Uploading files to an s3 bucket from the archives

Pre-requisites and installation

  • virtualenv
  • aws
  • wget
  • Connect to the EC2, create a virtual environment and install the python dependencies:
    virtualenv -p python3.7 <name_of_env>
    source <name_of_env>/bin/activate
    wget https://raw.githubusercontent.com/ebi-ait/hca-ebi-wrangler-central/master/src/requirements.txt
    pip3 install -r requirements.txt
    
  • Set up your default aws credentials:
    • Go to ~/.aws/
    • vim credentials
    • Copy this at the top of the file:
       [default]
       aws_secret_access_key = <AWS_secret_key>
       aws_access_key_id = <AWS_access_key>
      

      Replacing the keys with your wrangler access and secret keys

Usage

  1. Connect to the EC2
  2. Create an upload area using the hca-util tool.
  3. wget the move_data_from_indsc.py script to your root directory in EC2
    wget https://raw.githubusercontent.com/ebi-ait/hca-ebi-wrangler-central/master/src/move_data_from_insdc.py
    
  4. Activate your python>=3.6 virtual environment if not already active
     source <name_of_env>/bin/activate
    
  5. Run the script:
    python3 move_data_from_insdc.py -s <study/project accession> -o s3://hca-util-upload-area/<upload_area_id> -t <number_of_threads>
    
  6. Enjoy while your data gets loaded into the s3 area!
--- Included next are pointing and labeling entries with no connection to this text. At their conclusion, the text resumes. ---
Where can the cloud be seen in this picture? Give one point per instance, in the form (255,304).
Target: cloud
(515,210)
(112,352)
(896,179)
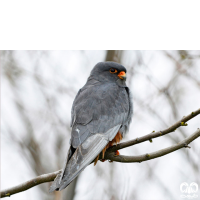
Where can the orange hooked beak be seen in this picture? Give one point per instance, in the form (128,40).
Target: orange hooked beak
(122,75)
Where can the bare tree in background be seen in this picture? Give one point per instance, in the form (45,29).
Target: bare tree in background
(32,141)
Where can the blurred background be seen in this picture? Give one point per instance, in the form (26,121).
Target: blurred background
(37,92)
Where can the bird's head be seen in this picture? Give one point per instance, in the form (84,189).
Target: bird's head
(109,72)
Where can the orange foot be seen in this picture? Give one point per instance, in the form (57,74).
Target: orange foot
(117,153)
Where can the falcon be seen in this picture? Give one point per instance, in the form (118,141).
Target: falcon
(100,117)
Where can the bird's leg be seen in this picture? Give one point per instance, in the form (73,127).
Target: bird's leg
(117,153)
(96,160)
(115,140)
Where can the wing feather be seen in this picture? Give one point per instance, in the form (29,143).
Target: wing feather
(98,113)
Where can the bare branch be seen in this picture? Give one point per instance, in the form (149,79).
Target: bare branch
(156,154)
(155,134)
(29,184)
(110,154)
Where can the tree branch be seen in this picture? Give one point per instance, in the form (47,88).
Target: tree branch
(130,159)
(110,154)
(155,134)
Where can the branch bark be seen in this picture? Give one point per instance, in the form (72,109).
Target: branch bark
(29,184)
(110,154)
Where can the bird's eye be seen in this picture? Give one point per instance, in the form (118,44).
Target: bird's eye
(113,71)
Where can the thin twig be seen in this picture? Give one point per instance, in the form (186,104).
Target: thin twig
(29,184)
(155,134)
(156,154)
(110,154)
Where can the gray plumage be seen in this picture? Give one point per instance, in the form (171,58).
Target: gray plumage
(102,107)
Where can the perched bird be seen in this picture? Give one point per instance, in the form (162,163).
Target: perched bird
(100,116)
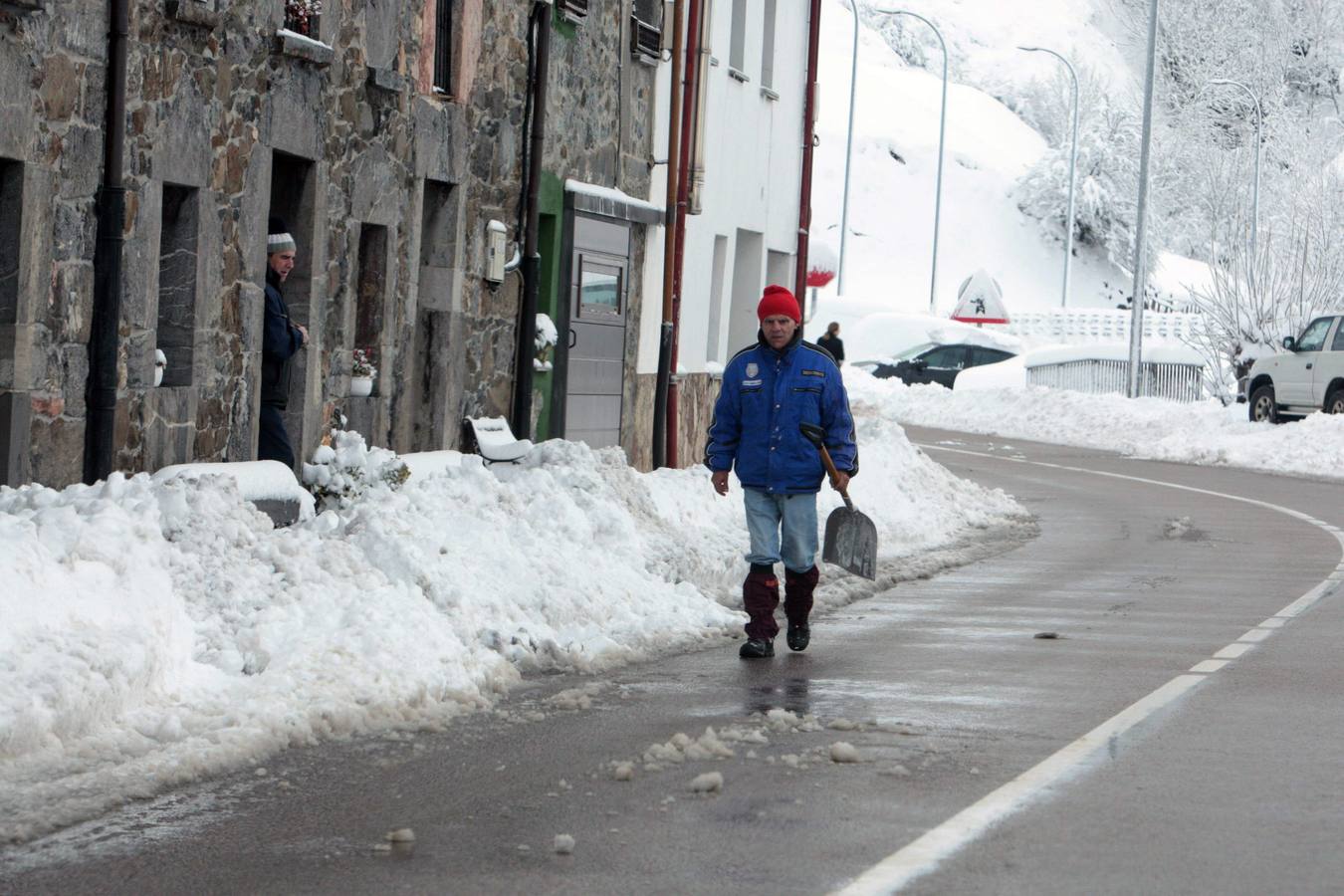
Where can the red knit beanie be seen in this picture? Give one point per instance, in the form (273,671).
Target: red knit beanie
(777,300)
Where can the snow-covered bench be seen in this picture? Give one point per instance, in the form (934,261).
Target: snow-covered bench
(495,439)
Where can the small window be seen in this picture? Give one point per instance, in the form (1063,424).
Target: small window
(176,330)
(1337,344)
(599,291)
(738,41)
(572,11)
(647,31)
(303,16)
(444,46)
(368,287)
(948,357)
(988,354)
(1313,337)
(11,226)
(768,46)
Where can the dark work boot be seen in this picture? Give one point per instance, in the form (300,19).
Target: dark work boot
(797,604)
(798,637)
(757,649)
(760,598)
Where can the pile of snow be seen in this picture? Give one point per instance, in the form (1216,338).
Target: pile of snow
(158,631)
(254,480)
(1148,427)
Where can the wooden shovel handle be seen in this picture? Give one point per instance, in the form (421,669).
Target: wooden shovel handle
(835,476)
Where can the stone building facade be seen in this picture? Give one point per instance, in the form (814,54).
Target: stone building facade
(386,160)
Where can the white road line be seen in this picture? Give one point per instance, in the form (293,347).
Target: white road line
(925,853)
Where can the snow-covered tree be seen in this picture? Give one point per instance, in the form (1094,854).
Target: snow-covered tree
(1294,273)
(1106,177)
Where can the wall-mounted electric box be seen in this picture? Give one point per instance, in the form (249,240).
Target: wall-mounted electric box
(496,246)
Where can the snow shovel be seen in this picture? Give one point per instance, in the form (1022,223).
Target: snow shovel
(851,541)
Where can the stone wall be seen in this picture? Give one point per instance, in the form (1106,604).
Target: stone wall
(230,121)
(51,108)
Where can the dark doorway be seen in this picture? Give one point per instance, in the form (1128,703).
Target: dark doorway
(598,292)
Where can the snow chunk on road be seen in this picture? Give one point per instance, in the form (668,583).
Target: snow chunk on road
(843,753)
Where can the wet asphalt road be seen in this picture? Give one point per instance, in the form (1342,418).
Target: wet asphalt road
(1235,786)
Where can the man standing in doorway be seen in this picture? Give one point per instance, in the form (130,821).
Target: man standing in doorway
(768,391)
(281,337)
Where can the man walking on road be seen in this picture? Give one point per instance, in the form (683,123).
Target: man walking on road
(768,391)
(281,337)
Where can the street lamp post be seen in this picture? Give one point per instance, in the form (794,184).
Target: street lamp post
(1255,188)
(848,144)
(943,130)
(1136,324)
(1072,166)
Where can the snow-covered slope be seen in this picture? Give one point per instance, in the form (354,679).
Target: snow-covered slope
(988,148)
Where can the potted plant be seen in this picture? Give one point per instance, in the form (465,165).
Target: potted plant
(361,372)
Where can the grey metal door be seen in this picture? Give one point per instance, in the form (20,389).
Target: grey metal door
(598,292)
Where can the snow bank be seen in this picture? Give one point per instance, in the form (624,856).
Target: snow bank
(1202,433)
(158,631)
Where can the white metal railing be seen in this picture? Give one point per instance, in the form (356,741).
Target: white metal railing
(1102,326)
(1175,381)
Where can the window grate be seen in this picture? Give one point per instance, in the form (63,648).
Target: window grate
(574,11)
(645,41)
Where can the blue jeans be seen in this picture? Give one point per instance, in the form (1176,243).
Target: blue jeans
(791,515)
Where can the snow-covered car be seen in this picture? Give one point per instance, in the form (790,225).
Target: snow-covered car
(934,362)
(1309,376)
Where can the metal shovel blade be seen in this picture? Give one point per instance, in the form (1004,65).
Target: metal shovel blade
(851,543)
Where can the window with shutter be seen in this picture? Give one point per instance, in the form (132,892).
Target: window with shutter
(574,11)
(647,31)
(444,46)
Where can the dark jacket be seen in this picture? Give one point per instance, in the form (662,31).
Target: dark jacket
(279,342)
(832,344)
(765,395)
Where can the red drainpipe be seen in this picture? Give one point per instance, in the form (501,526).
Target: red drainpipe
(809,114)
(683,195)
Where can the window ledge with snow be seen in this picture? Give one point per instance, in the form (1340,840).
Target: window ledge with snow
(386,80)
(192,12)
(304,47)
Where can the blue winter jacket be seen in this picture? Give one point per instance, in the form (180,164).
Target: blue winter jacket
(765,395)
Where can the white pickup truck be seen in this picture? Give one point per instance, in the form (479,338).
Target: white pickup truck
(1309,376)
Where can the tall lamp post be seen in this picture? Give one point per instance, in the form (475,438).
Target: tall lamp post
(1136,324)
(1072,166)
(943,130)
(1255,188)
(848,144)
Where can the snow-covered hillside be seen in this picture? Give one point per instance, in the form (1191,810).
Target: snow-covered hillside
(988,149)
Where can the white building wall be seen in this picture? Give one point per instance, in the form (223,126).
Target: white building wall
(753,164)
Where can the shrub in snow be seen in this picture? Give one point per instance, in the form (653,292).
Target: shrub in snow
(300,15)
(345,469)
(361,362)
(545,341)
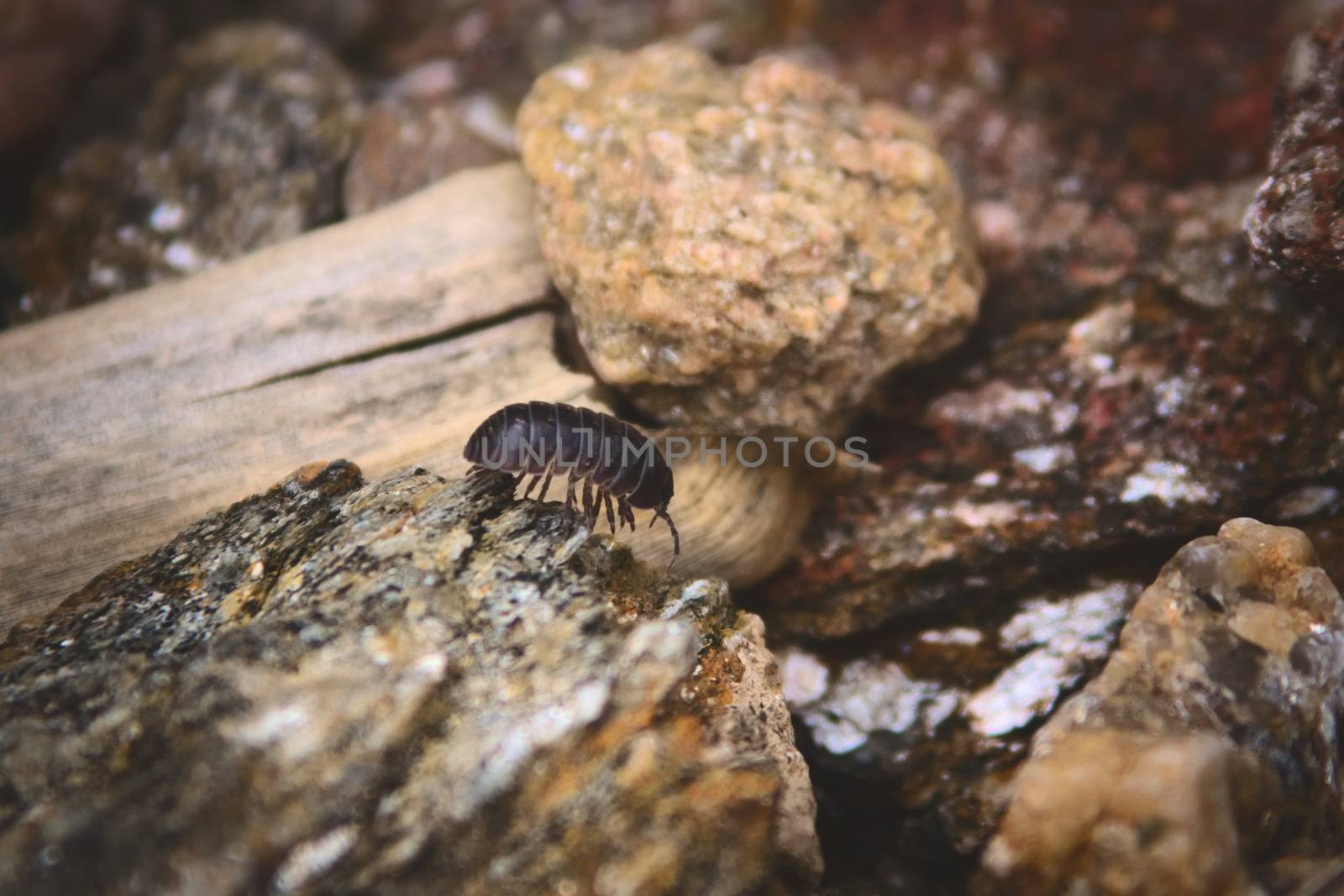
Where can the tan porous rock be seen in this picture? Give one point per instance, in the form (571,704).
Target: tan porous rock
(1206,748)
(743,248)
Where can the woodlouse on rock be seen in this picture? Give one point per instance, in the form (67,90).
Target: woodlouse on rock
(543,438)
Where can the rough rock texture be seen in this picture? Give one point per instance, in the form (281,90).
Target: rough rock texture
(743,248)
(423,130)
(339,688)
(241,144)
(1207,745)
(917,734)
(1297,219)
(1193,391)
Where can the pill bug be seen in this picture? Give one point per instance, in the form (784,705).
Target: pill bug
(543,439)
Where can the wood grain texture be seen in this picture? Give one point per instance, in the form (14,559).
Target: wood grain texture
(385,340)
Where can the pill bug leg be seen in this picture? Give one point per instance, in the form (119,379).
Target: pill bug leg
(531,485)
(676,539)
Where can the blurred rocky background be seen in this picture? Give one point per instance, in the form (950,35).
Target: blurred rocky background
(1005,672)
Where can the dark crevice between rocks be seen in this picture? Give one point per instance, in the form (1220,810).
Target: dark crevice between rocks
(396,348)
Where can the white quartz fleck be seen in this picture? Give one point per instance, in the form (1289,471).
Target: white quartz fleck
(1167,481)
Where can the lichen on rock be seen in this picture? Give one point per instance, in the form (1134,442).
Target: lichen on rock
(743,248)
(346,688)
(1207,746)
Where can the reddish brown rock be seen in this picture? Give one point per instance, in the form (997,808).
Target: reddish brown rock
(241,144)
(421,130)
(1296,223)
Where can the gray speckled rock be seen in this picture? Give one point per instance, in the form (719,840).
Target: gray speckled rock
(336,688)
(918,731)
(241,144)
(1207,747)
(743,248)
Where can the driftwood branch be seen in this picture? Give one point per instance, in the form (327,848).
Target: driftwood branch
(385,338)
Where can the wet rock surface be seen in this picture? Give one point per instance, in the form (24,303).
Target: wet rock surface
(1294,222)
(918,732)
(347,688)
(1146,419)
(1209,743)
(743,248)
(241,144)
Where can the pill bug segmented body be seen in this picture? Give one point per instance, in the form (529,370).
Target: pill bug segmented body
(543,439)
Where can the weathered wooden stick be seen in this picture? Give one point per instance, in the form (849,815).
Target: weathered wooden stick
(385,338)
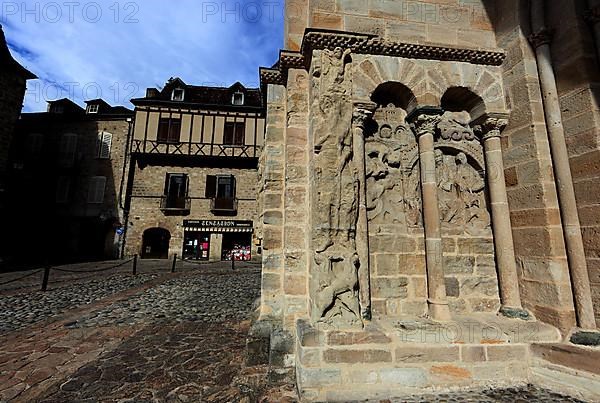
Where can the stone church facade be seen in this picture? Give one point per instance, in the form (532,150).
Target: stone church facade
(428,165)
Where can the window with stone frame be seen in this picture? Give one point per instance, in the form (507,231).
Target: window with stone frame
(176,191)
(222,190)
(234,134)
(238,99)
(63,189)
(103,145)
(169,130)
(96,190)
(35,143)
(178,94)
(67,150)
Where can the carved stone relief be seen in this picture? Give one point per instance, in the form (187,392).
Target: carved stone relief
(393,177)
(336,194)
(461,181)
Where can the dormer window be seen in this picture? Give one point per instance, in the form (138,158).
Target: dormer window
(238,98)
(178,94)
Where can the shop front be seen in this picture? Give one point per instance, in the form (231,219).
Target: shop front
(212,240)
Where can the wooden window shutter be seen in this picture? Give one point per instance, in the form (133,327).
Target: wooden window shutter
(240,134)
(211,187)
(96,189)
(104,145)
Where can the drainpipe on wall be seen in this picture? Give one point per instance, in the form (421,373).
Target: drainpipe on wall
(540,40)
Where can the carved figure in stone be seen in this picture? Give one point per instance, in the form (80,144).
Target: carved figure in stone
(337,299)
(335,213)
(455,126)
(394,195)
(461,194)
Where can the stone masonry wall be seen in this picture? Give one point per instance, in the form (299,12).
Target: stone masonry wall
(447,22)
(12,90)
(539,244)
(578,78)
(273,182)
(148,187)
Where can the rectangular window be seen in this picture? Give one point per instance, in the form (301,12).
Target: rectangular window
(238,99)
(222,189)
(176,191)
(96,189)
(169,130)
(103,145)
(63,188)
(67,149)
(35,144)
(235,133)
(178,94)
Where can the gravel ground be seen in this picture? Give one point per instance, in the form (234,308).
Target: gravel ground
(211,297)
(18,311)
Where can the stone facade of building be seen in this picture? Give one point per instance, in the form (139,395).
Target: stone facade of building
(13,81)
(67,181)
(193,182)
(428,165)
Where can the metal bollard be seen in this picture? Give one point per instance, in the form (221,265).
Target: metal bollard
(135,264)
(174,263)
(45,279)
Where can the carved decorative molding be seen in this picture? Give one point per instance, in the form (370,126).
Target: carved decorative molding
(543,37)
(424,124)
(362,114)
(491,127)
(593,15)
(374,45)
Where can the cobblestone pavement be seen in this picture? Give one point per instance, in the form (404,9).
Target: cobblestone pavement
(528,394)
(155,337)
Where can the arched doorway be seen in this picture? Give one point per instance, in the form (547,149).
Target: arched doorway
(155,244)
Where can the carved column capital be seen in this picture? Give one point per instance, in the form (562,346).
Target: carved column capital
(542,37)
(360,117)
(491,127)
(362,113)
(593,15)
(425,124)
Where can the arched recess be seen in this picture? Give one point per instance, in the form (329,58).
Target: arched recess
(155,243)
(394,93)
(459,99)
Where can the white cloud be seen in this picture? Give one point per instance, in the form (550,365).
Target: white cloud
(145,43)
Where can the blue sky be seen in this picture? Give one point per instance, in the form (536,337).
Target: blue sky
(115,49)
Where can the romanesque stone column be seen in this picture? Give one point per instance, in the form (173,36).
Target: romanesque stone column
(503,239)
(424,126)
(362,113)
(540,40)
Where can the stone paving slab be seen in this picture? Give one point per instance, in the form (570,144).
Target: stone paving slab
(169,338)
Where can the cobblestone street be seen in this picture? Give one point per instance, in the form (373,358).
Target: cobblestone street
(154,337)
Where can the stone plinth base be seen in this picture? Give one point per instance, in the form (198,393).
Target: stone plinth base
(396,358)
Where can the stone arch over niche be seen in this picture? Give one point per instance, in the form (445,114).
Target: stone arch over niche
(429,81)
(155,243)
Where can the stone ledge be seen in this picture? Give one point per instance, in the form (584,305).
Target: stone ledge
(318,39)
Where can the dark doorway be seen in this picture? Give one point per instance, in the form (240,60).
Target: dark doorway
(155,243)
(196,245)
(237,246)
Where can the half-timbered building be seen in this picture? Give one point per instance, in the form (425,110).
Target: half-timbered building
(194,172)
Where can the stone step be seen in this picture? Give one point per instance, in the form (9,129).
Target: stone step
(338,365)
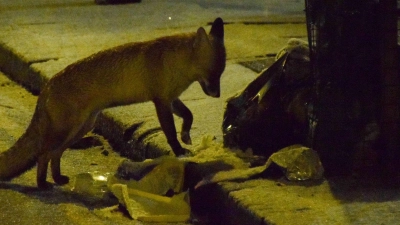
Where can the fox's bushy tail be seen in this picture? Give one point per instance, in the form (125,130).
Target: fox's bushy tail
(22,156)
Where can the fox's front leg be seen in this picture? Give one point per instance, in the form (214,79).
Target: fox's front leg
(164,114)
(180,109)
(41,175)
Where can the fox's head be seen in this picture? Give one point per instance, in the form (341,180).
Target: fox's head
(211,57)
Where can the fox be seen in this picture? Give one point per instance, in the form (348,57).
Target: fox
(158,70)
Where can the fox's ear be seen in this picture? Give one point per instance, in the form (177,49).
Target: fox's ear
(217,29)
(201,38)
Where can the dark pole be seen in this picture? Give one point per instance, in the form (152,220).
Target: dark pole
(390,99)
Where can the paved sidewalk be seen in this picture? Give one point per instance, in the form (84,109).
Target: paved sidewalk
(39,38)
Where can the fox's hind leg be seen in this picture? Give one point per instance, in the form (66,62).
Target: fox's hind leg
(181,110)
(56,156)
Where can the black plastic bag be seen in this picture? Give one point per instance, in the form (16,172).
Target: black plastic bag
(272,111)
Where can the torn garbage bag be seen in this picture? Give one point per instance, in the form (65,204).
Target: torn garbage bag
(272,111)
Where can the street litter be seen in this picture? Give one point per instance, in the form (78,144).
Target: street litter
(272,111)
(298,162)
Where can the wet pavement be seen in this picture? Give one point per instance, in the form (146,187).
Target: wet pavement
(39,38)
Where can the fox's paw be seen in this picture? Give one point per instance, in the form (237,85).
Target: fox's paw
(182,152)
(185,137)
(61,179)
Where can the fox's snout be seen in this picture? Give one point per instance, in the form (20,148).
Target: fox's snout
(211,89)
If you are running into some errors, the default database accession is the SRA, so try the corresponding SRA accession as an input to the script.

Notes

  • Right now, even with a good amount of threads (>= 5) it takes about 5 hours to move 1 TB of data. It is best practice to set up a virtual screen and leave it running.
  • The output_path (-o) argument can be pointed out to a local directory
  • Some GEO datasets do not have all their data available in a fastq format. For those datasets, a warning pointing to which runs the script failed to retrieve information from will be issued.